Through an ArtPlace investment, the distinguished San Francisco-based Creative Work Fund has been seeking proposals from performing artists and media artists to undertake collaborative projects with community members and nonprofit organizations. The grants will provide incentives for artists and residents to work together to solve problems and renew the social and economic fabric of urban, suburban and small town communities within this distinctive, rapidly-changing region.
Frances Phillips, Director of the Creative Work Fund is thrilled to announce the recipients of Creative Work Fund/ArtPlace grants for collaborations between artists and nonprofit organizations that are undertaking creative placemaking in four Northern California counties. Each project received a grant of up to $40,000 to catalyze new partnerships and undertake new efforts to improve communities.
Recipients of the Creative Work Fund/ArtPlace funds are based in greater San Francisco Bay Area counties that receive limited philanthropic support. Two grantees are creating media works that will draw people to exhibits, screenings, and conversations about enhancing livability and local economies in Modesto and Tracy—cities hit hard by the foreclosure crisis. In Hollister, songwriters and a music school are bringing together community members to write songs and form performing groups. Culminating performances and a CD will reflect residents’ challenges and resilience during the economic downturn. In Sonoma County, performing artists are creating a song cycle in conjunction with organic farming activists, and an independent filmmaker is helping a local natural history association keep a park open in the face of state budget cuts.
Selected projects are:
• Video artist Anne M. Klint is collaborating with Grand Theatre Center for the Arts, making the Grand her home base for a month while using digital video to investigate and document effects of the economic downturn and housing crash in Tracy, and to collect landscape-based conceptual videos and photographs. These works will be shaped into a feature exhibition at the Grand Galleries and throughout Tracy.
• In the middle decades of the 20th Century, the Modernist architecture of Modesto, California, was on the cutting edge of environmental and artistic design. Media artist Jessica Gomula-Kruzic and filmmaker Steve Arounsack are creating a 10- to 12-minute video with the Modesto Art Museum that documents the story of these important buildings. The film will be used as a catalyst for community conversations about livability and environmentalism.
• Mr. O’s Academy of the Arts and singer-songwriters Emiliano Valdez and Michael Annotti are collaborating with residents of Hollister to create Voices of the Community, an original music production. Through a community songwriting process, the artists are gathering personal stories of Hollister residents, focusing on the social issues affecting the economically stressed area; and they are forming a multi-generation Hollister jazz band to perform the songs.
• Vocalist John Duykers is collaborating with Occidental Arts and Ecology Center and other artists on Hand to Mouth, a song play about food that takes a humorous and theatrically vivid musical journey following the seed from the soil to the plate. The piece will incorporate farmers’ stories and text from Michael Pollen’s Food Rules, an Eater’s Manual.

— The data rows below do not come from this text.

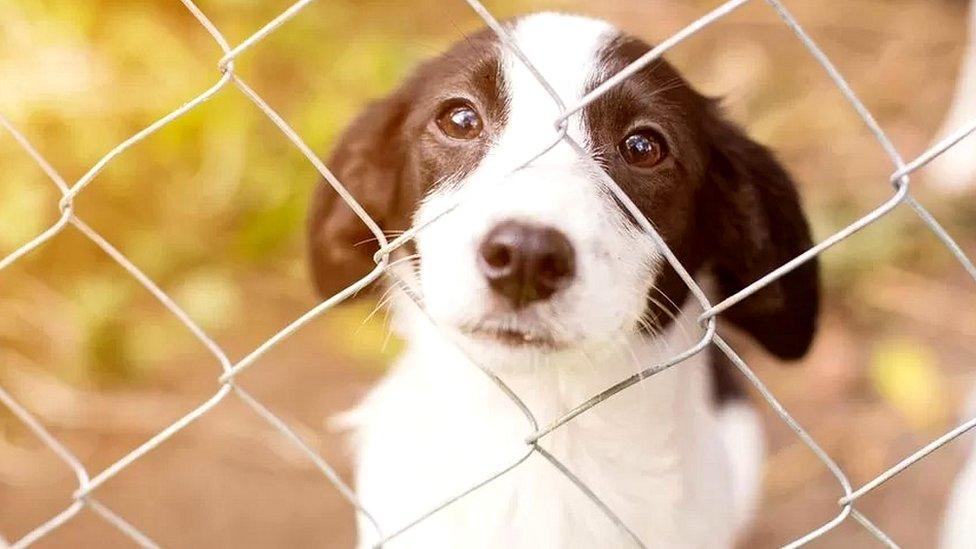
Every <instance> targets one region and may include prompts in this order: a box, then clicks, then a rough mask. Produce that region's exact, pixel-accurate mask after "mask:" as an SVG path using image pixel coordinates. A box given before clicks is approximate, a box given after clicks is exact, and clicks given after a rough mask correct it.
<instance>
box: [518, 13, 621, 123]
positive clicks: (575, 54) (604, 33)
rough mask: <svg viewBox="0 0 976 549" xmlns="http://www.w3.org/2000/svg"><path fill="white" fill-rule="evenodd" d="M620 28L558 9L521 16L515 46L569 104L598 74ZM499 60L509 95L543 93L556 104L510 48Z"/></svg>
mask: <svg viewBox="0 0 976 549" xmlns="http://www.w3.org/2000/svg"><path fill="white" fill-rule="evenodd" d="M618 34H619V33H618V31H617V30H616V29H615V28H614V27H613V26H612V25H610V24H609V23H607V22H606V21H600V20H596V19H590V18H586V17H580V16H576V15H564V14H558V13H541V14H536V15H531V16H528V17H525V18H522V19H519V20H518V21H517V22H516V23H515V26H514V29H513V38H514V39H515V41H516V43H517V44H518V46H519V48H520V49H521V50H522V52H523V53H524V54H525V56H526V57H527V58H528V59H529V60H530V61H531V62H532V64H533V65H534V66H535V68H536V69H537V70H538V71H539V73H541V75H542V76H543V78H545V80H546V82H547V83H548V84H549V85H550V86H551V87H552V89H553V90H554V91H555V92H556V94H558V95H559V97H560V99H562V101H563V102H565V103H567V106H569V105H571V104H572V103H573V102H575V101H577V100H578V99H579V98H580V97H581V96H582V95H583V93H584V92H585V91H586V87H587V85H588V84H589V83H591V82H592V81H594V80H597V79H599V77H600V76H601V75H600V74H599V73H600V72H602V68H601V64H600V58H601V56H602V52H603V50H604V49H605V48H606V47H607V45H608V43H610V41H611V40H612V39H613V38H614V37H615V36H616V35H618ZM502 66H503V68H504V71H505V75H506V77H507V81H508V84H509V86H510V90H511V92H512V95H513V96H515V95H519V96H531V97H535V96H544V97H545V98H547V99H549V103H551V104H554V102H553V101H552V99H551V98H550V97H549V94H548V92H547V91H546V90H545V88H543V87H542V85H541V84H539V82H538V80H537V79H536V77H535V76H534V75H533V74H532V73H531V72H530V71H529V69H528V68H527V67H526V66H525V64H524V63H522V62H521V61H520V60H519V59H517V57H516V56H515V55H514V54H512V53H511V52H505V54H504V61H503V64H502Z"/></svg>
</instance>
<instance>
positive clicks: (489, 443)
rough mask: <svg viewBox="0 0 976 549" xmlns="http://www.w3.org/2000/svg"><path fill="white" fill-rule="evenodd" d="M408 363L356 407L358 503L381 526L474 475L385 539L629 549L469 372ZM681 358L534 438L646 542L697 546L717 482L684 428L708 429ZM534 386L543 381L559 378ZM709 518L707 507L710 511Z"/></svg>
mask: <svg viewBox="0 0 976 549" xmlns="http://www.w3.org/2000/svg"><path fill="white" fill-rule="evenodd" d="M417 358H419V357H411V356H410V355H408V356H407V357H405V358H404V360H405V361H411V360H414V359H417ZM414 366H416V365H415V364H408V365H403V364H401V368H400V369H399V370H398V371H397V372H395V373H394V374H393V375H392V376H390V377H389V378H388V379H387V380H386V381H385V382H384V383H383V384H382V385H381V386H380V387H379V388H378V389H377V390H376V391H375V392H374V393H373V394H372V395H371V396H370V398H369V399H367V401H366V402H365V404H364V406H363V408H362V410H361V412H360V413H361V414H362V416H361V418H360V420H359V422H360V425H361V427H360V430H359V435H358V436H359V439H358V440H359V448H358V450H359V464H358V471H357V490H358V492H359V494H360V496H361V497H362V500H363V503H364V505H365V506H366V507H367V508H368V509H370V510H372V511H373V512H374V514H375V515H376V518H377V520H378V521H379V522H380V524H381V527H382V528H383V529H384V533H387V534H388V533H390V532H391V531H395V530H397V529H399V528H401V527H403V526H406V525H408V524H410V523H411V522H413V521H414V520H416V519H418V518H420V517H421V516H423V515H424V514H425V513H427V512H429V511H431V510H433V509H436V508H437V507H439V506H440V505H442V504H444V503H445V502H448V501H451V500H452V499H453V498H454V497H455V496H457V495H459V494H464V493H465V492H468V491H469V490H472V489H474V488H475V487H476V486H479V485H481V484H482V483H484V484H483V485H481V486H480V487H478V488H477V489H474V490H473V491H471V492H470V493H468V494H467V495H464V496H463V497H461V498H460V499H458V500H457V501H454V502H453V503H451V504H450V505H448V506H447V507H445V508H443V509H442V510H440V511H438V512H436V513H435V514H433V515H431V516H430V517H429V518H427V519H425V520H423V521H422V522H420V523H418V524H417V525H416V526H413V527H412V528H410V529H409V530H407V531H406V532H404V533H403V534H402V535H400V536H398V537H397V538H395V540H394V543H391V544H388V545H387V547H509V548H519V547H565V548H575V547H580V548H583V547H630V546H634V544H633V543H632V542H631V541H630V540H629V538H628V536H627V534H626V533H625V532H624V531H622V530H621V529H620V528H619V527H618V526H617V525H615V524H614V522H613V521H612V520H611V519H610V518H609V517H607V516H606V514H605V513H604V512H602V511H601V509H600V507H599V504H598V503H596V502H594V501H593V500H592V499H591V498H590V497H589V496H588V495H587V494H586V493H584V490H581V489H580V488H579V487H578V486H576V485H575V484H574V481H573V480H572V479H570V478H568V477H567V476H566V475H565V474H564V473H563V472H561V471H560V470H559V468H557V467H556V466H554V465H553V464H552V463H551V462H550V461H549V460H548V459H547V458H546V457H545V456H544V455H543V454H542V453H540V452H533V451H532V448H531V447H530V446H529V445H527V444H526V443H525V441H524V439H525V437H526V436H527V435H529V434H530V433H531V432H532V431H533V428H532V426H531V424H530V423H529V421H528V420H527V419H526V418H525V416H524V415H523V414H522V413H521V412H520V411H519V409H518V407H517V406H515V405H514V404H513V403H512V402H511V401H510V400H508V398H507V397H506V396H505V395H504V394H503V393H502V392H501V391H499V390H498V388H497V387H494V386H492V384H491V382H490V381H488V379H487V378H486V377H484V376H483V375H482V374H481V373H480V372H477V371H474V370H473V368H471V369H467V368H470V365H458V368H459V369H458V371H455V372H453V373H452V374H448V375H447V376H446V377H445V376H444V375H437V376H435V377H429V376H428V375H425V373H429V372H425V371H424V370H423V369H422V368H415V367H414ZM688 366H689V367H688V369H686V370H684V371H683V372H682V371H677V370H676V371H674V372H666V373H665V374H663V375H660V376H658V377H657V378H655V379H654V380H653V381H654V383H653V384H646V385H642V386H638V387H635V388H633V389H632V390H631V391H628V392H624V393H622V394H619V395H617V396H615V397H613V398H612V399H610V400H608V401H606V402H604V403H603V404H601V405H600V406H599V407H597V408H594V409H592V410H590V411H588V412H586V413H584V414H583V415H581V416H579V417H577V418H575V419H574V420H572V421H571V422H570V423H568V424H566V425H564V426H562V427H560V428H559V429H557V430H556V431H554V432H553V433H552V434H550V435H548V436H547V437H546V438H544V439H543V441H542V442H541V446H542V448H543V449H545V450H546V451H547V452H548V453H550V454H551V455H552V456H554V457H555V458H556V459H558V460H559V462H560V463H562V464H563V465H564V466H565V467H566V469H568V470H569V471H571V472H572V474H573V475H574V476H575V477H577V479H578V480H579V481H580V482H581V483H583V484H584V485H585V486H586V487H587V488H588V489H589V490H592V493H593V495H594V496H596V497H597V498H599V499H600V501H601V502H602V503H603V504H605V505H606V506H607V507H608V508H610V509H612V510H613V512H614V514H615V515H617V516H618V517H619V519H621V520H622V521H623V522H624V523H625V524H627V525H628V526H629V527H630V528H631V529H633V530H634V531H635V533H636V534H637V535H639V536H640V537H641V539H642V540H644V541H645V543H651V544H652V545H654V546H672V547H674V546H681V547H697V546H706V545H707V543H706V542H704V540H705V537H703V535H704V534H705V533H706V532H707V530H708V529H709V526H710V520H711V519H710V518H709V517H708V516H704V517H703V516H701V514H702V511H708V510H710V509H711V508H712V506H713V505H714V504H717V505H718V506H721V505H722V503H721V500H722V498H721V493H719V494H712V493H710V492H713V491H714V487H715V486H716V483H715V481H714V479H710V478H709V474H710V473H709V464H708V463H707V461H708V457H707V456H708V455H709V454H710V453H711V454H713V455H714V452H709V450H708V449H707V447H706V446H707V444H708V441H707V440H704V439H703V438H702V437H699V436H691V435H693V434H701V433H703V430H704V431H705V434H706V435H707V425H705V424H706V423H707V418H704V417H701V416H700V414H699V413H698V412H697V408H696V406H695V403H694V402H693V401H694V396H692V395H694V393H695V392H696V391H697V390H698V389H699V388H695V387H691V386H690V385H693V384H695V383H697V382H698V377H699V372H697V371H694V370H693V368H694V365H688ZM466 367H467V368H466ZM535 383H536V384H537V386H539V387H547V388H549V390H552V388H553V387H558V386H559V384H560V382H559V380H557V379H549V380H546V379H536V380H535ZM524 396H525V398H526V400H527V402H528V403H529V404H530V407H531V408H532V409H533V412H534V413H535V414H536V415H537V417H539V418H540V419H542V420H549V419H551V418H553V417H556V416H558V415H559V414H560V413H561V412H564V411H565V410H566V409H567V408H568V407H569V406H568V405H567V402H560V401H559V400H560V399H556V398H550V396H551V395H546V394H540V393H538V392H536V393H535V394H531V393H530V394H527V395H524ZM563 396H565V397H566V398H567V399H570V400H571V401H572V403H573V404H576V403H578V402H581V401H582V400H585V398H584V397H585V396H591V395H589V394H586V390H585V389H581V391H580V394H579V395H565V394H564V395H563ZM703 458H704V459H703ZM719 492H721V491H719ZM716 496H718V497H716ZM689 509H694V510H696V512H695V515H696V516H689V515H687V514H686V512H685V510H689ZM721 514H722V510H721V509H720V508H716V509H714V516H715V517H716V520H718V517H719V516H720V515H721ZM720 524H721V522H717V523H716V527H717V528H719V529H721V527H720ZM368 530H369V529H368V527H366V528H363V529H362V530H361V531H363V532H367V531H368ZM713 533H714V529H713ZM696 540H703V541H702V543H699V542H696ZM369 544H370V540H364V543H363V545H362V546H369Z"/></svg>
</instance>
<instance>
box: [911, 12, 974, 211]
mask: <svg viewBox="0 0 976 549" xmlns="http://www.w3.org/2000/svg"><path fill="white" fill-rule="evenodd" d="M974 120H976V3H972V2H971V3H970V7H969V39H968V42H967V46H966V49H965V51H964V52H963V57H962V63H961V64H960V66H959V74H958V76H957V81H956V92H955V97H954V98H953V101H952V106H951V107H950V108H949V112H948V113H947V114H946V118H945V120H944V121H943V122H942V127H941V129H939V131H938V133H936V138H937V139H943V138H945V137H946V136H948V135H949V134H951V133H953V132H956V131H959V130H960V129H961V128H962V127H964V126H966V125H968V124H972V122H973V121H974ZM923 173H925V174H926V175H927V177H928V179H930V180H931V181H932V182H933V184H934V186H936V187H938V188H940V189H942V190H944V191H946V192H965V191H969V190H972V188H973V186H974V185H976V135H970V136H969V137H967V138H966V139H964V140H963V141H961V142H960V143H958V144H957V145H955V146H954V147H952V148H950V149H949V150H947V151H946V152H945V153H943V154H942V155H941V156H939V157H938V158H936V159H935V160H934V161H932V165H931V166H930V167H929V168H928V169H927V170H926V171H925V172H923Z"/></svg>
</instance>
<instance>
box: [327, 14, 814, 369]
mask: <svg viewBox="0 0 976 549" xmlns="http://www.w3.org/2000/svg"><path fill="white" fill-rule="evenodd" d="M511 33H512V35H513V37H514V39H515V41H516V42H517V43H518V44H519V46H520V48H521V50H522V51H523V52H524V53H525V55H526V56H527V57H528V58H529V59H530V60H532V62H533V64H534V65H535V67H536V68H537V69H538V70H539V71H540V72H541V74H542V76H543V77H544V78H545V79H546V80H547V81H548V82H549V84H551V86H552V88H553V90H554V91H555V92H556V93H557V94H558V95H559V97H560V98H561V99H562V100H563V101H564V102H565V103H566V104H567V105H572V104H574V103H575V102H576V101H577V100H578V99H579V98H580V97H582V96H583V95H584V94H585V93H586V92H588V91H590V90H592V89H593V88H594V87H596V86H597V85H598V84H600V83H601V82H602V81H603V80H605V79H606V78H608V77H609V76H611V75H613V74H615V73H616V72H618V71H619V70H621V69H622V68H623V67H625V66H626V65H627V64H629V63H630V62H632V61H634V60H635V59H637V58H638V57H639V56H640V55H642V54H644V53H645V52H647V51H648V50H649V49H650V48H649V46H648V45H647V44H645V43H644V42H642V41H640V40H638V39H635V38H632V37H628V36H625V35H622V34H621V33H619V32H617V31H616V30H615V29H613V28H612V27H611V26H609V25H608V24H606V23H603V22H600V21H595V20H591V19H585V18H580V17H572V16H564V15H555V14H541V15H535V16H530V17H526V18H523V19H519V20H516V21H515V22H514V23H513V24H512V26H511ZM559 114H560V111H559V108H558V107H557V106H556V103H555V102H554V101H553V99H552V98H551V96H550V95H549V93H548V92H547V90H546V89H545V88H544V87H543V86H542V85H541V84H540V83H539V82H538V81H537V80H536V78H534V77H533V75H532V74H531V73H530V71H529V69H528V68H527V67H526V66H525V65H524V64H523V63H522V62H520V61H519V60H518V59H517V58H516V57H515V56H514V55H513V54H512V53H510V52H508V51H507V50H506V48H505V47H504V46H503V45H502V44H501V43H500V42H499V40H498V39H497V38H496V37H495V36H494V35H493V34H492V33H490V32H488V31H484V32H482V33H479V34H477V35H474V36H472V37H469V38H467V39H465V40H463V41H461V42H460V43H458V44H457V45H456V46H454V47H453V48H452V49H451V50H450V51H448V52H447V53H445V54H444V55H442V56H440V57H438V58H436V59H434V60H432V61H429V62H427V63H426V64H424V65H422V66H421V67H420V68H419V69H417V71H416V72H415V73H414V74H413V76H412V77H411V78H409V79H408V80H407V81H406V82H405V83H404V84H403V85H402V86H401V87H400V88H399V89H398V90H397V91H395V92H394V93H393V94H392V95H390V96H388V97H387V98H385V99H383V100H381V101H378V102H375V103H373V104H371V105H370V106H369V107H368V108H367V109H366V111H365V113H364V114H362V115H361V116H360V117H359V118H358V119H357V120H356V121H355V122H354V123H353V124H352V126H351V127H350V128H349V129H348V130H347V132H346V133H345V134H344V136H343V138H342V140H341V142H340V144H339V146H338V147H337V149H336V152H335V153H334V155H333V158H332V160H331V162H330V163H329V166H330V167H332V168H333V170H334V171H335V173H336V175H337V177H338V178H339V180H340V181H342V182H343V184H345V185H346V186H347V187H348V188H349V189H350V191H351V192H352V193H353V194H354V195H355V196H356V198H357V199H358V200H360V201H361V203H362V204H363V205H364V207H365V208H366V210H367V211H368V212H369V213H370V214H371V215H372V216H374V218H375V219H377V220H378V222H379V224H380V225H381V226H383V227H384V228H385V229H405V228H407V227H409V226H411V225H413V226H417V225H426V226H425V227H424V228H423V229H422V230H421V231H420V232H419V233H418V234H417V236H416V240H415V245H414V246H413V247H412V249H411V250H410V251H411V253H415V256H414V257H413V258H412V259H410V260H409V263H410V265H411V267H413V268H410V269H406V270H401V271H400V272H401V273H405V274H404V276H405V278H406V279H407V280H408V281H409V282H410V283H411V284H413V285H414V286H415V288H416V290H417V293H419V294H420V296H421V297H422V299H423V304H424V306H425V308H426V309H427V311H428V313H429V314H430V315H431V316H432V317H433V319H434V320H435V321H436V322H437V323H438V324H439V325H440V327H441V328H443V329H446V330H450V331H452V332H454V333H455V334H457V335H459V336H460V337H461V338H462V339H463V340H464V341H465V342H466V343H468V344H470V345H473V346H476V347H477V346H485V345H487V346H490V347H491V348H492V349H493V350H495V351H497V350H498V349H505V350H508V351H510V352H511V353H513V354H516V355H518V354H519V353H524V352H558V351H559V350H562V349H572V348H585V347H589V346H594V345H597V346H598V345H602V344H613V343H614V342H619V341H620V339H621V336H623V335H626V334H629V333H632V332H635V331H640V330H646V331H648V332H649V333H652V332H653V331H654V329H655V328H658V327H661V326H663V325H665V324H666V323H667V322H668V319H669V318H670V317H671V316H672V315H673V314H675V313H676V312H677V308H678V307H679V306H680V305H681V304H682V302H683V301H684V300H685V299H687V294H688V291H687V288H686V287H685V286H684V284H683V283H681V282H680V281H679V279H678V277H677V276H676V274H675V273H674V272H673V270H672V269H671V268H670V266H669V265H668V264H667V263H666V262H665V261H664V260H663V256H662V255H661V254H660V253H659V251H658V250H657V248H656V247H655V245H654V242H653V240H652V238H651V237H650V235H648V234H647V233H646V232H645V231H643V230H642V229H641V228H640V226H639V224H638V223H637V222H636V220H635V219H633V218H632V217H631V216H630V215H629V214H628V213H627V211H626V209H625V208H623V207H622V205H621V204H620V203H619V202H618V201H617V200H616V199H615V197H614V196H613V194H612V193H611V191H610V189H609V188H608V186H607V181H608V179H610V180H613V181H614V182H615V183H616V184H617V185H619V186H620V187H621V188H622V189H623V191H624V192H625V193H626V194H627V196H628V197H629V198H630V199H631V200H632V201H633V202H634V203H635V204H636V205H637V206H638V208H639V209H640V211H641V212H642V213H643V214H644V216H646V217H647V219H648V220H650V222H651V223H652V224H654V226H655V227H656V228H657V230H658V231H659V233H660V234H661V236H662V237H663V238H664V239H665V241H666V242H667V244H668V245H669V247H670V248H671V249H672V250H674V252H675V253H676V255H677V257H678V259H679V260H680V261H681V262H682V264H683V265H684V266H685V267H686V268H687V269H688V270H689V271H690V272H692V273H698V272H701V271H703V270H706V269H707V270H708V272H709V273H710V274H711V275H713V278H714V279H715V282H716V285H717V289H718V291H719V293H720V296H719V297H721V296H724V295H730V294H731V293H734V292H735V291H737V290H738V289H740V288H742V287H743V286H745V285H746V284H748V283H750V282H752V281H753V280H755V279H757V278H759V277H760V276H762V275H763V274H765V273H767V272H768V271H770V270H772V269H773V268H775V267H776V266H778V265H780V264H782V263H784V262H785V261H787V260H789V259H791V258H792V257H794V256H795V255H796V254H798V253H800V252H802V251H803V250H804V249H806V248H807V247H808V246H809V245H810V236H809V231H808V229H807V225H806V221H805V219H804V217H803V214H802V212H801V210H800V207H799V202H798V199H797V196H796V192H795V190H794V188H793V184H792V182H791V181H790V179H789V177H788V175H787V174H786V173H785V171H784V170H783V169H782V168H781V167H780V165H779V164H778V163H777V162H776V161H775V159H774V158H773V157H772V156H771V154H770V153H769V152H768V151H767V150H766V149H764V148H763V147H762V146H760V145H758V144H756V143H754V142H752V141H751V140H749V139H748V138H747V137H746V136H745V135H744V134H743V133H742V132H741V131H740V130H739V129H738V128H737V127H735V126H734V125H733V124H730V123H729V122H726V121H725V120H724V119H722V117H721V114H720V113H719V111H718V109H717V107H716V106H715V105H714V104H713V102H712V101H711V100H709V99H707V98H705V97H703V96H701V95H700V94H698V93H697V92H695V91H694V90H693V89H692V88H691V87H690V86H689V85H688V84H687V83H686V82H685V81H684V80H683V79H682V78H681V76H679V75H678V74H677V73H676V71H675V70H674V69H673V68H671V67H670V66H669V65H668V64H667V63H665V62H663V61H661V62H656V63H652V64H651V65H650V66H649V67H647V68H644V69H642V70H640V71H638V72H637V73H636V74H635V75H633V76H632V77H631V78H629V79H627V80H625V81H624V82H623V83H622V84H621V85H619V86H617V87H615V88H613V89H612V90H610V91H609V92H607V93H606V94H605V95H603V96H601V97H600V98H599V99H597V100H596V101H594V102H593V103H592V104H590V105H588V106H587V107H585V108H584V109H583V110H582V111H581V112H580V113H578V114H577V115H575V116H572V117H570V118H569V120H568V122H567V123H568V126H567V131H568V135H569V137H570V138H571V139H572V140H573V141H575V143H576V144H578V145H579V147H580V148H579V149H577V148H575V147H574V146H573V145H572V144H570V143H567V142H565V141H559V142H558V143H557V144H556V145H555V146H552V147H551V148H550V149H548V150H547V152H545V153H544V154H542V155H541V156H539V155H538V153H539V152H540V151H543V150H545V149H546V147H547V146H549V145H551V144H552V143H553V142H554V141H555V140H556V138H557V137H558V130H557V128H556V126H555V124H554V121H555V119H556V117H557V116H558V115H559ZM310 220H311V224H310V231H311V238H310V252H311V256H312V265H313V271H314V274H315V277H316V281H317V284H318V287H319V290H320V291H321V292H322V294H323V295H331V294H333V293H335V292H336V291H338V290H340V289H341V288H342V287H344V286H346V285H348V284H350V283H352V282H353V281H354V280H355V279H356V278H358V277H361V276H363V275H364V274H365V272H367V271H368V270H369V268H371V267H372V260H371V256H372V252H373V251H374V250H375V247H370V246H366V247H363V246H358V247H357V243H361V242H362V241H366V240H369V238H370V237H371V235H370V233H369V231H368V230H367V229H366V227H365V226H364V225H363V224H362V223H361V222H360V221H359V220H358V219H357V218H356V217H355V216H354V215H353V214H352V212H351V211H350V210H349V209H348V207H346V206H345V205H343V204H342V203H341V201H340V200H338V199H337V198H336V197H335V196H334V193H333V192H332V191H331V190H330V189H325V188H323V189H322V190H320V191H319V192H318V193H317V195H316V197H315V199H314V204H313V208H312V215H311V218H310ZM428 222H429V224H428ZM817 298H818V296H817V276H816V265H815V263H807V264H806V265H804V266H802V267H801V268H799V269H798V270H796V271H794V272H793V273H791V274H789V275H787V276H786V277H784V278H782V279H780V280H779V281H777V282H776V283H774V284H772V285H770V286H768V287H767V288H766V289H764V290H763V291H761V292H759V293H757V294H756V295H755V296H753V297H750V298H749V299H747V300H745V301H744V302H743V303H741V304H740V305H737V306H736V307H734V308H732V309H730V310H729V311H728V312H727V313H726V315H725V317H726V318H727V319H729V320H731V321H732V322H733V323H735V324H737V325H738V326H740V327H742V328H744V329H745V330H747V331H748V332H750V333H751V334H752V335H753V336H754V337H755V338H757V339H758V340H759V341H760V342H761V343H762V344H763V345H764V346H766V347H767V348H768V349H769V350H771V351H772V352H774V353H775V354H777V355H780V356H783V357H795V356H799V355H801V354H803V352H804V351H805V350H806V348H807V346H808V345H809V343H810V340H811V338H812V335H813V330H814V324H815V317H816V311H817Z"/></svg>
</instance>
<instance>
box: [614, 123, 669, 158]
mask: <svg viewBox="0 0 976 549" xmlns="http://www.w3.org/2000/svg"><path fill="white" fill-rule="evenodd" d="M619 149H620V155H621V156H623V157H624V160H626V161H627V163H628V164H630V165H632V166H637V167H639V168H651V167H654V166H656V165H658V164H660V163H661V161H662V160H664V157H665V156H667V154H668V150H667V145H665V142H664V139H663V138H662V137H661V136H660V134H658V133H657V132H656V131H654V130H651V129H648V128H645V129H641V130H637V131H635V132H633V133H631V134H630V135H628V136H627V137H625V138H624V139H623V141H621V142H620V145H619Z"/></svg>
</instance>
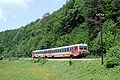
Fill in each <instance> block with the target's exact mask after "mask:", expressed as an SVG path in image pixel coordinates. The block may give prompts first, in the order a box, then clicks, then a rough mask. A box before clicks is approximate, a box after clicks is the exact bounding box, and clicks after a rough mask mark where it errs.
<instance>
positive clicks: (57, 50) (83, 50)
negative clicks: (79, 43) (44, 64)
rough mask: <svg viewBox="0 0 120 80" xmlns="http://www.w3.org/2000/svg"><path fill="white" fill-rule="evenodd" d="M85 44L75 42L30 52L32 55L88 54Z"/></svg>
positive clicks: (71, 54) (33, 56)
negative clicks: (42, 49)
mask: <svg viewBox="0 0 120 80" xmlns="http://www.w3.org/2000/svg"><path fill="white" fill-rule="evenodd" d="M88 53H89V51H88V45H87V44H75V45H70V46H63V47H58V48H51V49H43V50H35V51H33V52H32V57H33V58H35V57H70V56H75V57H76V56H80V55H84V56H85V55H86V54H88Z"/></svg>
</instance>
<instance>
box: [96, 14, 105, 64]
mask: <svg viewBox="0 0 120 80" xmlns="http://www.w3.org/2000/svg"><path fill="white" fill-rule="evenodd" d="M96 16H97V17H98V18H99V22H100V52H101V53H100V54H101V64H103V57H104V56H103V55H104V54H103V28H102V19H104V18H105V17H104V14H102V13H97V14H96Z"/></svg>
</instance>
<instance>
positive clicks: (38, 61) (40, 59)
mask: <svg viewBox="0 0 120 80" xmlns="http://www.w3.org/2000/svg"><path fill="white" fill-rule="evenodd" d="M41 59H42V58H41V57H38V58H37V59H35V60H34V63H38V62H40V61H41Z"/></svg>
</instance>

• As the 100th anniversary of Jack London’s death approaches, filmmaker Christopher Million is collaborating with Valley of the Moon Natural History Association to create a 90-minute documentary on the life of the renowned California author and adventurer. The film under development will contribute to sustaining Jack London State Historic Park, which is being protected from closure by the natural history association.
IMAGE: A previous work by video artist Anne M. Klint, courtesy of the artist.